The key point is that humans interact with software emotionally; good design evokes positive feelings. So keep on doodling until it makes you feel good.

I’d optimize for quick iterations and focus on having an environment where you can throw stuff away fast and recreate it from scratch. Also, as Mitchell points out, just because it feels good doesn’t mean the feature makes sense yet. And it’s easy to confuse the two.

Cohesive integration

At this stage it’s tempting to say: “I’ve got it.” I know what this should look and feel like. I have a doodle that feels good, let’s implement it. But this is the crucial place to hold your horses. Not yet.

The key question now is: how does this fit in the big picture? The example Mitchell brings up in Ghostty is a new way to configure keybindings for reusable key tables. And Ghostty already has a whole section and way to configure keybindings; so how does the newly proposed feature fit the existing keybindings?

Similarly you could think of a product where you can configure dark/light mode, but now you introduce completely new themes. So are themes a separate thing, each with a light and dark mode implementation, or are light and dark modes themselves themes, just like any other?

Or maybe your new feature is a completely novel thing that doesn’t fit with anything you have so far.

Whichever it is, it’s crucial to integrate the feature smoothly. The last thing you want is to have made all this effort, only to slap the feature in a place where no one finds it, where it doesn’t make sense, or even worse where it contradicts the current way of using your product.

It’s easy to kill a good, well-made feature by putting it in an awkward spot.

Implementation time

Finally we get to the part that we as engineers know and love: implementation. What’s the technical spec, what database do we use, which algorithm is best here? This is the place we’re comfortable with and the space we know how to navigate.

No feelings or emotions to evaluate, just execute and use good judgement. I won’t put much thought here, since I think many find this place easy to work in.

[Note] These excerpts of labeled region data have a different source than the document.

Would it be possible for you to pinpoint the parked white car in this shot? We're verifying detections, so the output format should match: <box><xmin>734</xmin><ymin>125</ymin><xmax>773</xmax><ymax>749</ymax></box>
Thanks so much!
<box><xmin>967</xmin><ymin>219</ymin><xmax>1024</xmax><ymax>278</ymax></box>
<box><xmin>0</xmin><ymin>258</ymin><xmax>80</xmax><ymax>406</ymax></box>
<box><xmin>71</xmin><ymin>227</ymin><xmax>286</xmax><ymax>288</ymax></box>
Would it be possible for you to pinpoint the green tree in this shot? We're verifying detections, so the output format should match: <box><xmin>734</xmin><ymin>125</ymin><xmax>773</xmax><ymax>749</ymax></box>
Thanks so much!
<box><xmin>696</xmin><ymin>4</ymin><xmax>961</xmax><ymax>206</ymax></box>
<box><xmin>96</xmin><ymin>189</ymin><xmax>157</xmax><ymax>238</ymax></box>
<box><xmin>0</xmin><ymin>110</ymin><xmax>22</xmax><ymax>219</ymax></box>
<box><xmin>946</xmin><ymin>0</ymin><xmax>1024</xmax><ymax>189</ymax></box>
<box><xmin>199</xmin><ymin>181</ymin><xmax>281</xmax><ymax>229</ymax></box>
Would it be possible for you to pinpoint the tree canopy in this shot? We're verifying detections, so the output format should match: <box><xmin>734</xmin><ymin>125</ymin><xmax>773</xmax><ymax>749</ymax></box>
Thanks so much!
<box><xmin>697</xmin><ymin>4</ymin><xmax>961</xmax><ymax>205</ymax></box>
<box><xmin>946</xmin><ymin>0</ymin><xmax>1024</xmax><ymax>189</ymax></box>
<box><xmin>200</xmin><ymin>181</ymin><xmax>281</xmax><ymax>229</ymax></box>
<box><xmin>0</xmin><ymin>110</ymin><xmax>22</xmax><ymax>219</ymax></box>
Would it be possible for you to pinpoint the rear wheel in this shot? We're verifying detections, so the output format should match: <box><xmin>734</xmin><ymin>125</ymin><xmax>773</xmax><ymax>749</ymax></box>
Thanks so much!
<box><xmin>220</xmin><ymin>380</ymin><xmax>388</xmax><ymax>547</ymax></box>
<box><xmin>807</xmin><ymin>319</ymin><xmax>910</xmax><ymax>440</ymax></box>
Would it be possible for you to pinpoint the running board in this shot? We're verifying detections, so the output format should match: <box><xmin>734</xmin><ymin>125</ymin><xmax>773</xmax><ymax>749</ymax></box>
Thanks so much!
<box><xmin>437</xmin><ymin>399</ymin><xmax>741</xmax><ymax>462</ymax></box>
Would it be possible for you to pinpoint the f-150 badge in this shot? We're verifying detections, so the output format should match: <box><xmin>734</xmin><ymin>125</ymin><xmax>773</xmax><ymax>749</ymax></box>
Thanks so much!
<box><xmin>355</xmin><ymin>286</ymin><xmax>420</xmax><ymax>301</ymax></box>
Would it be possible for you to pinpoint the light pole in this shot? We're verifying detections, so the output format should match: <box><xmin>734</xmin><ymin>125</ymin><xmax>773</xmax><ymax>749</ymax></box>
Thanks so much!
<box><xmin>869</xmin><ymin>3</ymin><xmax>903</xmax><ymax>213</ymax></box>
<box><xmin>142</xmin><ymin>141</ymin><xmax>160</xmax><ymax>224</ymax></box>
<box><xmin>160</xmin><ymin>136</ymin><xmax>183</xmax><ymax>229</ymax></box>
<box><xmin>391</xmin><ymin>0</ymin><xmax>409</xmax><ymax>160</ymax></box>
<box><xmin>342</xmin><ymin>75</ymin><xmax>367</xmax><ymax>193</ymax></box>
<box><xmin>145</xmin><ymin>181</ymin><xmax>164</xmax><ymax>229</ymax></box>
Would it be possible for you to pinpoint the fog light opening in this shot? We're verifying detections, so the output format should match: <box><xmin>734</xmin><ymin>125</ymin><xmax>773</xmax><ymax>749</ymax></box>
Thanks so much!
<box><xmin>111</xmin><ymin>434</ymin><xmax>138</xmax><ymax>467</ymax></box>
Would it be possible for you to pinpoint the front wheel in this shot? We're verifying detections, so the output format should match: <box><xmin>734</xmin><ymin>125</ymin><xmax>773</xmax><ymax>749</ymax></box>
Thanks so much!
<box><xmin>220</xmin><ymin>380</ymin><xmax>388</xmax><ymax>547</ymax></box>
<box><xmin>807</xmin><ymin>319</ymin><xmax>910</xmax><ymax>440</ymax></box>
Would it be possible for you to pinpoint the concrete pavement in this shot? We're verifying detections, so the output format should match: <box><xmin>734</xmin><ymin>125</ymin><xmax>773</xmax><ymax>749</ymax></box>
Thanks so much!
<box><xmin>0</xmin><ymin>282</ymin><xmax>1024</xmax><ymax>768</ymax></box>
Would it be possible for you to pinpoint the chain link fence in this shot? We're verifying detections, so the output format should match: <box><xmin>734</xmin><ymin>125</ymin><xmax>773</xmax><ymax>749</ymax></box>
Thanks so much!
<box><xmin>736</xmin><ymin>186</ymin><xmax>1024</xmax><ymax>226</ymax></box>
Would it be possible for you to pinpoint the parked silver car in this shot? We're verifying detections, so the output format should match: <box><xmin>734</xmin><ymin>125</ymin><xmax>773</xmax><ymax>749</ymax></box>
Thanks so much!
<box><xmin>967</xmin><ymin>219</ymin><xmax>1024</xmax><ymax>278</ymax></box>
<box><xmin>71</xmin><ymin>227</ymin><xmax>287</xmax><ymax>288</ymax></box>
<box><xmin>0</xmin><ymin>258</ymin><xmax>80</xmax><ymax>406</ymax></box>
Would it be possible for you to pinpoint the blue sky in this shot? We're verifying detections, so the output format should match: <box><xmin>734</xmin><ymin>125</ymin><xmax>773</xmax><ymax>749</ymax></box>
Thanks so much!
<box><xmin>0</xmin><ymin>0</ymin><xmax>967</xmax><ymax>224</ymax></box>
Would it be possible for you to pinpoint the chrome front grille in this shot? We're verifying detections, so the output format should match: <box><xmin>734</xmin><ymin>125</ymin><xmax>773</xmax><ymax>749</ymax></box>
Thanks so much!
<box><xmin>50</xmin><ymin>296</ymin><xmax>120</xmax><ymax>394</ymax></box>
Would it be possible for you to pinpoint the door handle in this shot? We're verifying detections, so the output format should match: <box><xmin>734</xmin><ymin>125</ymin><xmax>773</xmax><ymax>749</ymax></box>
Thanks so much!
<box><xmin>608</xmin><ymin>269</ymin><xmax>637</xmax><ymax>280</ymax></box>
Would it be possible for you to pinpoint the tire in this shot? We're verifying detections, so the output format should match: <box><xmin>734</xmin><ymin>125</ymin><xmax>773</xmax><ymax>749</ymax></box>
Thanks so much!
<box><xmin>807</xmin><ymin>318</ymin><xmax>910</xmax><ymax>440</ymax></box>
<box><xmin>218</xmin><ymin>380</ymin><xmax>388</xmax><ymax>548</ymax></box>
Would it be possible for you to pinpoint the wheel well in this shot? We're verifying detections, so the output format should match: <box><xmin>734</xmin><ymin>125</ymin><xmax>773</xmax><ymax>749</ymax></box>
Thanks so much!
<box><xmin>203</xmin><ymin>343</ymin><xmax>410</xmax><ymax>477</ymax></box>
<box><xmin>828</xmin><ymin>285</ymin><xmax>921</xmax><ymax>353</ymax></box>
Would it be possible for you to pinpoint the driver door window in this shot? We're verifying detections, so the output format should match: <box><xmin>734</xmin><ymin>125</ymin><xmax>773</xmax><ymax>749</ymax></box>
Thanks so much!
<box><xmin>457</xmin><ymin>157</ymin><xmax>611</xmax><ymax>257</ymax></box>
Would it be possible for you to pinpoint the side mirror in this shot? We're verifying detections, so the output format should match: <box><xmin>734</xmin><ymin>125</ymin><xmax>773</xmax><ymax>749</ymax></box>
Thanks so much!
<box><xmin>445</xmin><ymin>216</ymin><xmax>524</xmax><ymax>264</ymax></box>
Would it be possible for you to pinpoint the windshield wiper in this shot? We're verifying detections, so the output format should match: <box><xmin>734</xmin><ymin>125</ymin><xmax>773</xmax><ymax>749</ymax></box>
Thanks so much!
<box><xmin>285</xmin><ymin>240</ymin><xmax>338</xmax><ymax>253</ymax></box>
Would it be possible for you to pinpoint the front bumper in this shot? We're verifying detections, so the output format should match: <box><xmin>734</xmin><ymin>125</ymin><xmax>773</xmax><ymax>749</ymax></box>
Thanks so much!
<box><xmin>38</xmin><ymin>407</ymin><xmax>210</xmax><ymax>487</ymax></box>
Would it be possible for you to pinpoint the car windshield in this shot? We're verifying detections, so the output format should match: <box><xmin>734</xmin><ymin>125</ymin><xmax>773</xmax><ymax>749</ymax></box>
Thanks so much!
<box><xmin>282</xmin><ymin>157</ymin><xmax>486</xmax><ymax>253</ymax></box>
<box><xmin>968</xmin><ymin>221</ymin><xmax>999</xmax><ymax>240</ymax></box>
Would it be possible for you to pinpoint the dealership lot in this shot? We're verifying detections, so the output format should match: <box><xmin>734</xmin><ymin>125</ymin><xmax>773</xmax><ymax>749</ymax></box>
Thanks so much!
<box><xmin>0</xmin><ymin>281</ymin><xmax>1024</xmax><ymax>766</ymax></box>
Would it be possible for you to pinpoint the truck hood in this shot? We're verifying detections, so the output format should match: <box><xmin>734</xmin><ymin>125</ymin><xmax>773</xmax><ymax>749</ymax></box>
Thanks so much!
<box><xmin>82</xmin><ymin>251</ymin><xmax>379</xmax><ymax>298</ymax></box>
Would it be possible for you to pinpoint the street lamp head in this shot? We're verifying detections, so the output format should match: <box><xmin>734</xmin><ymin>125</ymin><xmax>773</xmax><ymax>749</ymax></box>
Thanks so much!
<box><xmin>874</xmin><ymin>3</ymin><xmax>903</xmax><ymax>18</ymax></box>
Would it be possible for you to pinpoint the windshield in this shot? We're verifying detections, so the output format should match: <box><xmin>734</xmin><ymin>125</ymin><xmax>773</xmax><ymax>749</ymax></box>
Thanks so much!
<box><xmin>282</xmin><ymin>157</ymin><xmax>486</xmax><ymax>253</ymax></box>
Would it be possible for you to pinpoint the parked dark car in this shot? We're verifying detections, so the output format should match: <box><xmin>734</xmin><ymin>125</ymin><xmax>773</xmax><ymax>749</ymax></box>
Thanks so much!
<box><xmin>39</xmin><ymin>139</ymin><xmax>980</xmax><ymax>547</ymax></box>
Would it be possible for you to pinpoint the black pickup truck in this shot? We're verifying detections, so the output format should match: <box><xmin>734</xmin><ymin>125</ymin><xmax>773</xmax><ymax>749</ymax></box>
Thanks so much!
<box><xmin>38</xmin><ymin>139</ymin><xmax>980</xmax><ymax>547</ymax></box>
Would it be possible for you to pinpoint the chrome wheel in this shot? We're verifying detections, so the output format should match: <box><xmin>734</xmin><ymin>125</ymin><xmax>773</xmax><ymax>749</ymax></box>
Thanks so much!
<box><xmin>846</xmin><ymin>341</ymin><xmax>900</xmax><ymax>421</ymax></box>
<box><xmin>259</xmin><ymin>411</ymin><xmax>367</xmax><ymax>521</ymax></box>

But two important things to note:

  • This stage isn’t trivial. Just because it’s the one engineers are most familiar with doesn’t mean you can handwave it. Good technical implementation still matters, and failing here can easily kill the feature.
  • Implementation details are conditioned on every previous step. If you happen to change your view in one of the previous steps, you might need to revise.

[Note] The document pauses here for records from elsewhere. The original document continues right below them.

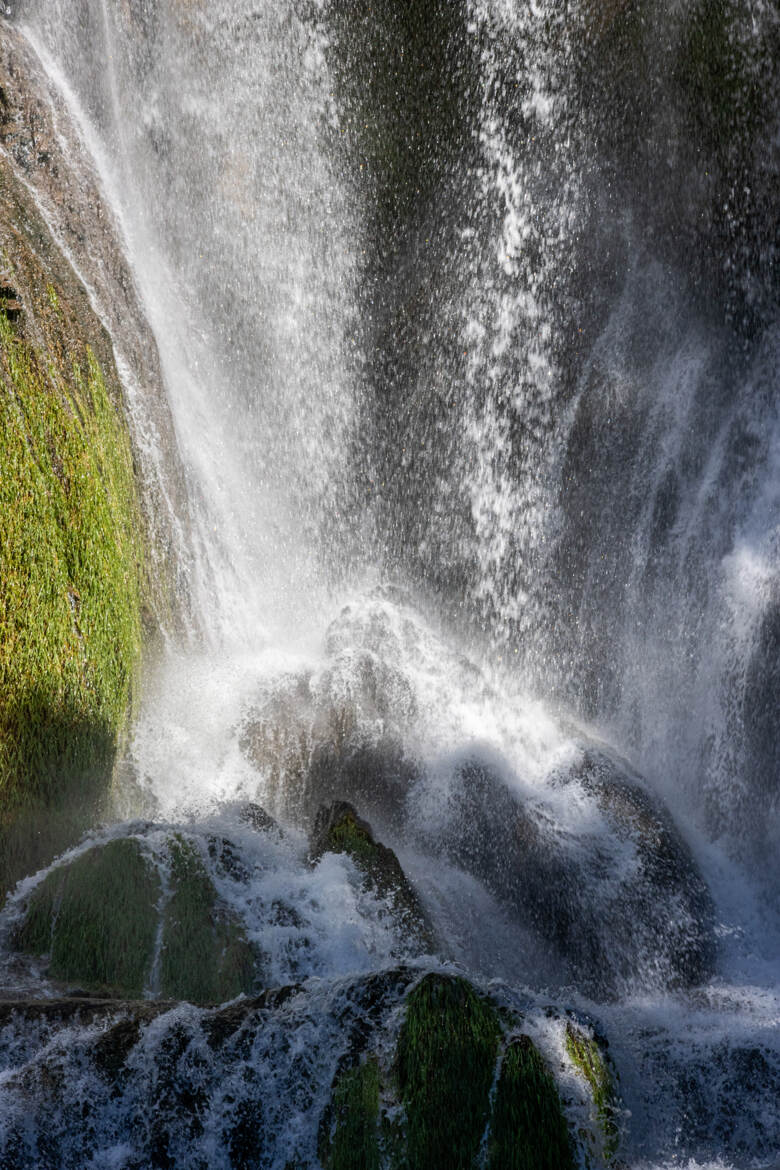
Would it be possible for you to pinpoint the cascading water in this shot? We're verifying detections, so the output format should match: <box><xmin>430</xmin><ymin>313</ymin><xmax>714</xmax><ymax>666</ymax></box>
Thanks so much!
<box><xmin>0</xmin><ymin>0</ymin><xmax>780</xmax><ymax>1170</ymax></box>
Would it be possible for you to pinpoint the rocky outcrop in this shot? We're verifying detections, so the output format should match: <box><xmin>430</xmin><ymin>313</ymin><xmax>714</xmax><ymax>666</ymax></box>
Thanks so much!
<box><xmin>13</xmin><ymin>834</ymin><xmax>257</xmax><ymax>1004</ymax></box>
<box><xmin>320</xmin><ymin>973</ymin><xmax>575</xmax><ymax>1170</ymax></box>
<box><xmin>0</xmin><ymin>968</ymin><xmax>606</xmax><ymax>1170</ymax></box>
<box><xmin>0</xmin><ymin>19</ymin><xmax>186</xmax><ymax>892</ymax></box>
<box><xmin>310</xmin><ymin>800</ymin><xmax>434</xmax><ymax>954</ymax></box>
<box><xmin>430</xmin><ymin>748</ymin><xmax>715</xmax><ymax>996</ymax></box>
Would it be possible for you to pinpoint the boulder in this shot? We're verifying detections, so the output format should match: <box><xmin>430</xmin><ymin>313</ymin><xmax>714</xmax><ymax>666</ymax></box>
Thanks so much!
<box><xmin>319</xmin><ymin>972</ymin><xmax>575</xmax><ymax>1170</ymax></box>
<box><xmin>160</xmin><ymin>835</ymin><xmax>255</xmax><ymax>1004</ymax></box>
<box><xmin>13</xmin><ymin>834</ymin><xmax>257</xmax><ymax>1004</ymax></box>
<box><xmin>430</xmin><ymin>746</ymin><xmax>715</xmax><ymax>997</ymax></box>
<box><xmin>310</xmin><ymin>800</ymin><xmax>434</xmax><ymax>954</ymax></box>
<box><xmin>14</xmin><ymin>840</ymin><xmax>160</xmax><ymax>998</ymax></box>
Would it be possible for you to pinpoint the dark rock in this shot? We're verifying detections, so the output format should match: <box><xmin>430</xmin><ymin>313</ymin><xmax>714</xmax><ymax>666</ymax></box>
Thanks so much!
<box><xmin>237</xmin><ymin>800</ymin><xmax>282</xmax><ymax>835</ymax></box>
<box><xmin>310</xmin><ymin>800</ymin><xmax>433</xmax><ymax>952</ymax></box>
<box><xmin>14</xmin><ymin>839</ymin><xmax>160</xmax><ymax>997</ymax></box>
<box><xmin>160</xmin><ymin>835</ymin><xmax>256</xmax><ymax>1004</ymax></box>
<box><xmin>430</xmin><ymin>749</ymin><xmax>715</xmax><ymax>996</ymax></box>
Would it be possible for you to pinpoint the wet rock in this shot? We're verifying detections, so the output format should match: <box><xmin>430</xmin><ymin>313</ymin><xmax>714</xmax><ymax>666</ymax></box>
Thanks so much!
<box><xmin>565</xmin><ymin>1021</ymin><xmax>620</xmax><ymax>1163</ymax></box>
<box><xmin>310</xmin><ymin>800</ymin><xmax>433</xmax><ymax>952</ymax></box>
<box><xmin>160</xmin><ymin>835</ymin><xmax>256</xmax><ymax>1004</ymax></box>
<box><xmin>241</xmin><ymin>600</ymin><xmax>419</xmax><ymax>827</ymax></box>
<box><xmin>13</xmin><ymin>834</ymin><xmax>258</xmax><ymax>1004</ymax></box>
<box><xmin>486</xmin><ymin>1035</ymin><xmax>577</xmax><ymax>1170</ymax></box>
<box><xmin>430</xmin><ymin>749</ymin><xmax>715</xmax><ymax>996</ymax></box>
<box><xmin>14</xmin><ymin>840</ymin><xmax>160</xmax><ymax>997</ymax></box>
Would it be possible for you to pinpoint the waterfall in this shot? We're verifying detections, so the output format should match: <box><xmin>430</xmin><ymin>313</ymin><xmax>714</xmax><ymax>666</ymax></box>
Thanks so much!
<box><xmin>0</xmin><ymin>0</ymin><xmax>780</xmax><ymax>1170</ymax></box>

A few good tips that Mitchell also mentions:

  • Write out the design: Writing isn’t just documentation, it’s a forcing function for clarity. It forces you to take a breath, reveals flaws, and uncovers overlooked edge cases or incompatibilities with planned features (like how key tables interact with upcoming chained keybinds). Do it.
  • Use AI as a rubber duck: It’s a solid way to double-check your logic and have it play devil’s advocate. But remember, you can’t outsource your judgement and cirtical thinking.

Last touch

Finally, I think this is something you have to practice a lot to become good at. And I try to practice it myself every time I get an opportunity. The difficult part is that feedback is sparse and unclear. Once you implement a feature, you won’t automatically know if your process led to a good decision. You have to set that system up: qualitative user feedback, revenue metrics, usage statistics. Whatever metric is relevant for your case. And it might take a long time before you actually receive any real signal. Try to pull that feedback forward as much as possible.

For Mitchell, this stuff is second nature, as he mentions, but it comes from years and years of practice.

So if there’s any takeaway from this blog and video, it’s that you should get into real scenarios as much as possible and practice building things that truly solve people’s problems. There’s no shortcut to learning that.

Huge thanks to Mitchell for making the video.